Humor by John Christmann

All Michael All The Time

Michael Jackson

Over the weekend I showed my kids how to Moon Walk. We were at an outside barbeque and a Michael Jackson song had just started pulsing from the outdoor speakers. I perched on my left toe, listed forward, and pulled my right foot back along the ground. Then I quickly reversed my balance to the opposite foot, pulled my left foot back, tripped, and fell into the pool.

If I had been singing I probably would have drowned.

As billions of people around the world mourn the The King of Pop and publically celebrate his legacy, which ever one they choose to acknowledge, I am faced with a peculiar sense of isolation. Because the truth is, I was never a big Michael Jackson fan. Never mind his peculiarities as an adult; I never liked his singing all that much.

And while I am making frank admissions, I have never thought that much of Harry Potter either.

The problem I had with Michael Jackson was this: I was never inspired to sing along. He is certainly not the only artist to strike me this way, but generally speaking this is an area where I am pretty vulnerable—I once lost control in a Karaoke bar and sang a heart felt rendition of (You Make Me Feel Like) A Natural Woman to my business clients. It was all in the music. OK, and maybe the beer.

But the early Jackson Five music, as bouncy and catchy as it is, I have always thought of as Bubblegum Music. And Michael Jackson completely lost me when he bonded to a killer rat in the song Ben. Then, when he first went solo, I found his falsetto forced and unnatural—especially when I tried to duplicate it.

When Thriller piqued the world I found the music compelling, but I had difficulty connecting to the themes. His breathy vocals had me wondering exactly why Da Da Da Da Billy Jean was threatening him with paternity and what was so thrilling about monsters disrupting a perfectly good hormone fueled date. The lyrics just never spoke to me.

But if the words didn’t reach me, the dancing sure did. I may not have been inspired to sing, but I was certainly inspired to move. Unfortunately I have two left feet, something my clients also discovered that night at the Karaoke bar when I fell off the stage and broke both a bar stool and my right toe. But when Beat It pounded out of the speakers I wanted to dance just like Michael Jackson. I couldn’t help myself.

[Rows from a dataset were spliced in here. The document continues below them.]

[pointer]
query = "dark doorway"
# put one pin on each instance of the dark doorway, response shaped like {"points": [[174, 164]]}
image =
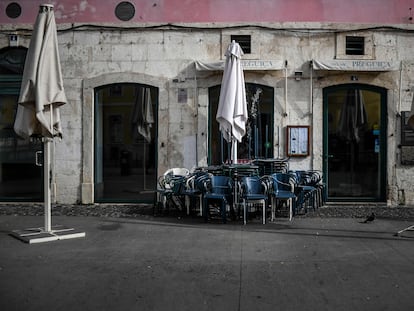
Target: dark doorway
{"points": [[125, 143], [355, 142]]}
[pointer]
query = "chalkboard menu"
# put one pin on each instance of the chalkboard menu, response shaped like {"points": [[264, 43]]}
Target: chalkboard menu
{"points": [[407, 140], [407, 133]]}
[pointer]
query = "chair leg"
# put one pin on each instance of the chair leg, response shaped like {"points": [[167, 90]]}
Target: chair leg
{"points": [[244, 212], [264, 212], [223, 212], [205, 210]]}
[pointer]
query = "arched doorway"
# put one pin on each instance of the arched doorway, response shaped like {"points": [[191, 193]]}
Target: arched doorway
{"points": [[20, 178], [258, 141], [355, 127], [125, 142]]}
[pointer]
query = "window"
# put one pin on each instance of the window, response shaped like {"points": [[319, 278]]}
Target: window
{"points": [[355, 45], [245, 42]]}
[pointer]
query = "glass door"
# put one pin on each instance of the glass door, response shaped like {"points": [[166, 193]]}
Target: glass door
{"points": [[20, 178], [125, 143], [355, 143]]}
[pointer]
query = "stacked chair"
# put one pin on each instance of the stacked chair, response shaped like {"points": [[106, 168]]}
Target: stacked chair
{"points": [[282, 193], [218, 195], [253, 191], [309, 188], [170, 188], [228, 189]]}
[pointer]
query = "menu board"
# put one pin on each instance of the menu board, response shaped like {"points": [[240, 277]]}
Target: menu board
{"points": [[407, 133], [297, 141]]}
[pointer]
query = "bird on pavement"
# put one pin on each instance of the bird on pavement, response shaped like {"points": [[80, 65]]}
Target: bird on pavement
{"points": [[370, 218]]}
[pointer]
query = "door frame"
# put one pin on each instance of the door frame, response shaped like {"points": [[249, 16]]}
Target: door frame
{"points": [[383, 141]]}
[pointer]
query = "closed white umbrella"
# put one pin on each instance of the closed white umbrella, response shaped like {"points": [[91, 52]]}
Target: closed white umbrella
{"points": [[232, 109], [38, 115]]}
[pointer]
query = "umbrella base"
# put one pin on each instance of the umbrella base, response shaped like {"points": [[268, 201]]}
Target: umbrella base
{"points": [[39, 235], [406, 231]]}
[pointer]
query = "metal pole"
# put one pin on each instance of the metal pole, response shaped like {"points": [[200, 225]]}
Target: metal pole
{"points": [[47, 175]]}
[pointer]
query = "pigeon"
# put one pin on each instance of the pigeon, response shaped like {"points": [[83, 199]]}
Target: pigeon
{"points": [[370, 218]]}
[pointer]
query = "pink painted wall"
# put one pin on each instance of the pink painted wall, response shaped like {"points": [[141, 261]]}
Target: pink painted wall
{"points": [[189, 11]]}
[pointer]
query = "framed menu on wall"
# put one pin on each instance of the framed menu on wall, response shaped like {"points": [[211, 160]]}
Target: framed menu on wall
{"points": [[297, 138]]}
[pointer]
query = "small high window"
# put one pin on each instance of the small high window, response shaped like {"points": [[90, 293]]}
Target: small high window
{"points": [[13, 10], [355, 45], [125, 11], [245, 42]]}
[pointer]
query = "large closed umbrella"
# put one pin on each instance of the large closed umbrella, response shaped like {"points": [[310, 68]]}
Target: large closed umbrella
{"points": [[37, 115], [232, 109]]}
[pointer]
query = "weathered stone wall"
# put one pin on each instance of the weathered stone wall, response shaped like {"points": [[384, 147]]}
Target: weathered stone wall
{"points": [[165, 58]]}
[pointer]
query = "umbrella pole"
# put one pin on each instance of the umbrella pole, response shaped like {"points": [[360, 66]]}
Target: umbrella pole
{"points": [[47, 175], [46, 185], [234, 150]]}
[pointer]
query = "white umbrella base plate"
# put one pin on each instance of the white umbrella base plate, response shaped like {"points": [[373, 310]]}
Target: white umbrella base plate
{"points": [[407, 232], [39, 235]]}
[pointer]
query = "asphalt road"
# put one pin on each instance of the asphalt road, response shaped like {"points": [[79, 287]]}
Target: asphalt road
{"points": [[148, 263]]}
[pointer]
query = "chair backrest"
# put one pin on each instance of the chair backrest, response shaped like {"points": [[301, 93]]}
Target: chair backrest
{"points": [[283, 181], [220, 184], [174, 179], [177, 171], [252, 185]]}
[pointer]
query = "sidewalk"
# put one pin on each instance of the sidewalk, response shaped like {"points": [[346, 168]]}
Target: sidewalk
{"points": [[166, 263]]}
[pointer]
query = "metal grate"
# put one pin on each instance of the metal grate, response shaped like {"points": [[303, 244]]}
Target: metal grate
{"points": [[355, 45], [13, 10], [125, 11], [245, 42]]}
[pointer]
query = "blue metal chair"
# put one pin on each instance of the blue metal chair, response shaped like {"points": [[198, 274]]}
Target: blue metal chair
{"points": [[218, 189], [311, 194], [253, 190], [170, 187], [193, 191], [283, 191]]}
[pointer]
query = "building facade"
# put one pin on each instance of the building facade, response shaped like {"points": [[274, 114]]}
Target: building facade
{"points": [[329, 86]]}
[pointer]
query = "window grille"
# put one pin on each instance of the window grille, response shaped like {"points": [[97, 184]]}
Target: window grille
{"points": [[355, 45], [245, 42]]}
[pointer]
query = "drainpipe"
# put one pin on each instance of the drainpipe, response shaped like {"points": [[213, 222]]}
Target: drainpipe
{"points": [[285, 112]]}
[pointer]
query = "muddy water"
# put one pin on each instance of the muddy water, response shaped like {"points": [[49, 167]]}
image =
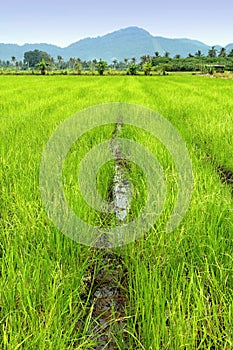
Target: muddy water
{"points": [[108, 297]]}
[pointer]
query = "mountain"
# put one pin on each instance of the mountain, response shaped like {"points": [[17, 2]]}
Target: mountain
{"points": [[124, 43]]}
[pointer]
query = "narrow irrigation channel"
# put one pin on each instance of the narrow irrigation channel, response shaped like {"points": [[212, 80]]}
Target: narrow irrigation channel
{"points": [[108, 299]]}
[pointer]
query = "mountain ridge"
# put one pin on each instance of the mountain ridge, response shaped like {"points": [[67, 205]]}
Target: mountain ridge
{"points": [[123, 43]]}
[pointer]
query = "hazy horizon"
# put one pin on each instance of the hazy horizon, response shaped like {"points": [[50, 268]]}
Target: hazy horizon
{"points": [[61, 23]]}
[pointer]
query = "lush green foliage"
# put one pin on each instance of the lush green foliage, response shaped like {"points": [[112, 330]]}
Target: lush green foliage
{"points": [[179, 285]]}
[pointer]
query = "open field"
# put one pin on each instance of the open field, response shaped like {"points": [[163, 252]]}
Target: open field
{"points": [[179, 286]]}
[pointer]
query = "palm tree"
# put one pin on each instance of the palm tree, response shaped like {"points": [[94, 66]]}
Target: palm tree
{"points": [[230, 53], [59, 58], [71, 62], [212, 52], [42, 66], [223, 52], [115, 63], [13, 59], [126, 62], [133, 60], [143, 59], [198, 53]]}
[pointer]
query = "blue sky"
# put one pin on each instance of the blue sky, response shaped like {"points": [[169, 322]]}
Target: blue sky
{"points": [[62, 22]]}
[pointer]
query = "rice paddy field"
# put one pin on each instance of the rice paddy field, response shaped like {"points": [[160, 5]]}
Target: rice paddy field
{"points": [[178, 287]]}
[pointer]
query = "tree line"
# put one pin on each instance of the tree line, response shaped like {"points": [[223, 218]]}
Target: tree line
{"points": [[161, 63]]}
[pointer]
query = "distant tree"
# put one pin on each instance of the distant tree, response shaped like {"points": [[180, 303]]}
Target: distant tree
{"points": [[78, 66], [132, 69], [42, 66], [115, 63], [230, 54], [126, 60], [60, 59], [222, 52], [101, 66], [143, 60], [13, 60], [32, 58], [212, 52], [198, 53], [94, 61], [71, 62], [147, 68], [133, 60]]}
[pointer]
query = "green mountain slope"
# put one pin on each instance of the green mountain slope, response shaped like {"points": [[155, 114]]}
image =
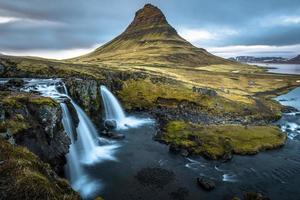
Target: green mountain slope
{"points": [[150, 40]]}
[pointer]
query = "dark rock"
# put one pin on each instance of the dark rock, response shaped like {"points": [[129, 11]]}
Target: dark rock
{"points": [[206, 183], [155, 176], [174, 149], [288, 109], [15, 82], [113, 135], [184, 153], [2, 69], [180, 194], [227, 157], [117, 136], [195, 139], [110, 124], [205, 91], [254, 196]]}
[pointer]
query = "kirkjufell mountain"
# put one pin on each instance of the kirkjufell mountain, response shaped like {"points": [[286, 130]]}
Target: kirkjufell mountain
{"points": [[151, 40]]}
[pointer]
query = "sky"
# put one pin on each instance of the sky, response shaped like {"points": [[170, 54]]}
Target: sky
{"points": [[68, 28]]}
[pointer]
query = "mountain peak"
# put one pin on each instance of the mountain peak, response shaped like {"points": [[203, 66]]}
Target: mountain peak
{"points": [[151, 40], [149, 16]]}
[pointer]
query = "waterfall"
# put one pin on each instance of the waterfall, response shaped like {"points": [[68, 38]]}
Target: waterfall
{"points": [[87, 148], [87, 133], [74, 170], [114, 111]]}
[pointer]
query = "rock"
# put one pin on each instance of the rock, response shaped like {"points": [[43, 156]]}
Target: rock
{"points": [[205, 91], [227, 157], [206, 183], [117, 136], [195, 139], [155, 177], [254, 196], [289, 109], [174, 149], [184, 153], [177, 150], [15, 82], [113, 135], [110, 124], [2, 69]]}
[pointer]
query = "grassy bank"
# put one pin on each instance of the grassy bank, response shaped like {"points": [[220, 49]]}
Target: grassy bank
{"points": [[215, 141]]}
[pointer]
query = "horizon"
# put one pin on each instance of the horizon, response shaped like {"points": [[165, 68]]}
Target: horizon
{"points": [[51, 32]]}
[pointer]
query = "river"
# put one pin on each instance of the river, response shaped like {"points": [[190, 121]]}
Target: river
{"points": [[142, 168]]}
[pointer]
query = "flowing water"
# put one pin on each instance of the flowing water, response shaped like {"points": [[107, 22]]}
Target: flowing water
{"points": [[88, 148], [114, 111], [280, 68], [274, 173]]}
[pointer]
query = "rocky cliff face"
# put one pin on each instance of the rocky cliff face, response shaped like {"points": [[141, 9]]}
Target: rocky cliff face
{"points": [[25, 176], [34, 122]]}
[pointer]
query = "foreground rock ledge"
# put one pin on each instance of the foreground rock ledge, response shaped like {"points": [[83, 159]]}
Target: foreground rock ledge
{"points": [[221, 141], [25, 176]]}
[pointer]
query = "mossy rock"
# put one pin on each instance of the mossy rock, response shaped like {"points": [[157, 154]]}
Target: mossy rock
{"points": [[215, 141], [24, 176]]}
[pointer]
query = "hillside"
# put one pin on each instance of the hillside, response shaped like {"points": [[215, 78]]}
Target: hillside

The night he passed away I scoured YouTube to show my kids his dance moves. They had never seen Michael Jackson before. “Just watch this”, I told them pulling up his performance at the Motown 25th Anniversary Special. Twenty years later his moves are still powerful, unearthly, inspired. We all tried his spins and leg shakes on the hard kitchen floor until I accidentally sent a flower pot hurtling off the counter and it almost hit the cat.

“How does he do that?” the kids wanted to know as he moon walked across the stage. I showed them a few days later at the pool party.

Legacies are a strange thing. However they are crafted in life, they are only really secured in death. And the contradictions surrounding Michael Jackson now that he is gone are great fodder for shaping posterity.

But whether he becomes a revered performer and artist, or whether his aging fans will be making campy pilgrimages to The Neverland Ranch while newer generations dress irreverently for costume parties as the Young Michael or the Old Michael remains to be seen. Regardless, it is clear that the great media steam roller is already preparing his road into history and carefully filling in the potholes for the self-proclaimed King of Pop.

Michael Jackson’s death has left me with an uncomfortable feeling of guilt. I know how I came to feel about him in life. The question is, what do I feel about him in death? And what, exactly, do I tell my children about Michael Jackson during this intense media scrutiny?

As humans we have a great capacity to forgive and even a greater capacity to forget, especially when remembering serves no obvious purpose. As strange as it feels now, I think I am comfortable with that. I am willing to let the sad parts of Michael Jackson fade away, to discard the man in the mirror and look instead at the reflection of his talent.

So when my kids ask me about Michael Jackson I tell them the truth:

Personally I was not a big fan . . . But boy, could he dance!